2 - representation of socket states and transport types

      The current implementation models sockets in all states and transport types via a single Behavior. This complicates the primitives by forcing them to keep track of the state transitions and operation semantics, increases coupling between them, and exposes them to extremely subtle bugs.

      My implementation models socket states and transport types as runtime objects in Smalltalk, where it is easier to understand. Instead of one Socket class, I use separate classes for server TCP sockets, incoming TCP client sockets (used by servers), outgoing TCP client sockets, and UDP sockets. These are all subclasses of a new NetResource class, whose subclasses also include my socket address resolver class (name resolution is performed with the same synchronization scheme used for sockets), as well as hardware ports like MIDI ports and serial ports.

      This class factoring makes the primitives simpler, shorter (and thus more efficient), and easier to port than those of the current implementation.

3 - Slang and handwritten host code

      The current implementation uses Slang as far down as it can, with stubs for handwritten host code. I think this mixture makes the system harder to understand. I don't see much benefit in having part of the primitive source in Smalltalk when most of it is in handwritten C, at least until someone writes the IP stack itself in Smalltalk (I almost did this for the aforementioned custom hardware project...).

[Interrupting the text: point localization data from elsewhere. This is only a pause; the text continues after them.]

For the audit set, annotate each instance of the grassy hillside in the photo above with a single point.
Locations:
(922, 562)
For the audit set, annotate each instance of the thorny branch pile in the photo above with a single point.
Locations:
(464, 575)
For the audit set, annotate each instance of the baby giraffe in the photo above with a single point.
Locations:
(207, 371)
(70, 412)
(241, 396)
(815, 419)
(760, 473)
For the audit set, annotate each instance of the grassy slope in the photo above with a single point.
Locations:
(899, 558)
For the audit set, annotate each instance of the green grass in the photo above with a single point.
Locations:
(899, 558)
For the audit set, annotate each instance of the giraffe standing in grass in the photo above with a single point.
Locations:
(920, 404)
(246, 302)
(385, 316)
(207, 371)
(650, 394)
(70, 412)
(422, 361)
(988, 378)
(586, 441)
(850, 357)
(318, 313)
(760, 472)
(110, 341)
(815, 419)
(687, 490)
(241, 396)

      My implementation implements the primitives completely in handwritten C and uses the plugin interface for invocation (there's no reason for the network primitives to be statically linked into the interpreter). It seems simpler this way; it's certainly easier to debug.

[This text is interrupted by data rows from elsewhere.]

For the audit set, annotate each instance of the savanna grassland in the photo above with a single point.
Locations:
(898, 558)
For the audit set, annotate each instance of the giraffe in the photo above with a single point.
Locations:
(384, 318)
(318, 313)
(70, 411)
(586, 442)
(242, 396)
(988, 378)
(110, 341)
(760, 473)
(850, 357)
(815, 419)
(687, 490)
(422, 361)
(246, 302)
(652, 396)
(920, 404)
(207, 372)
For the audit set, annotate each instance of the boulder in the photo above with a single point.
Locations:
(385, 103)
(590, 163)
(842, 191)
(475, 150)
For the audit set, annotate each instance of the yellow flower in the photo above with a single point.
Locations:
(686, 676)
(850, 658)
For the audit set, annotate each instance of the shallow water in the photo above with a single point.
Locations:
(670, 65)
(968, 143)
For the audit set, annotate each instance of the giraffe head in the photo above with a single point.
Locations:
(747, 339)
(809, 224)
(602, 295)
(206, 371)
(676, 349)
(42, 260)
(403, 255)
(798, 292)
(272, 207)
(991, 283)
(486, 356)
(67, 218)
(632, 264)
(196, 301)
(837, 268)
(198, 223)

Moving on to my higher-level Smalltalk networking framework...

      My framework is based on streams, whereas the offical one is not. The NetResource class mentioned above is a subclass of a new ExternalResource class. Other subclasses include a new File class. Instances of classes in the ExternalResource hierarchy are designed to be used with a new NetStream class. Using NetStreams, one can use streams on all sorts of external resources with a minimal, consistent, and familiar message interface. Besides being easier to use, NetStreams on sockets end up copying data much less than the current sockets support.

      The flow hierarchy itself uses NetStreams (on any external resource). It makes writing new clients and servers much easier, by keeping track of common bookkeeping and Process management details. I see a lot of these things repeated in the current implementations of POP and HTTP, for example. I think the "pluggable" scheme I wrote is a lot more effective than using a new Socket subclass for each protocol.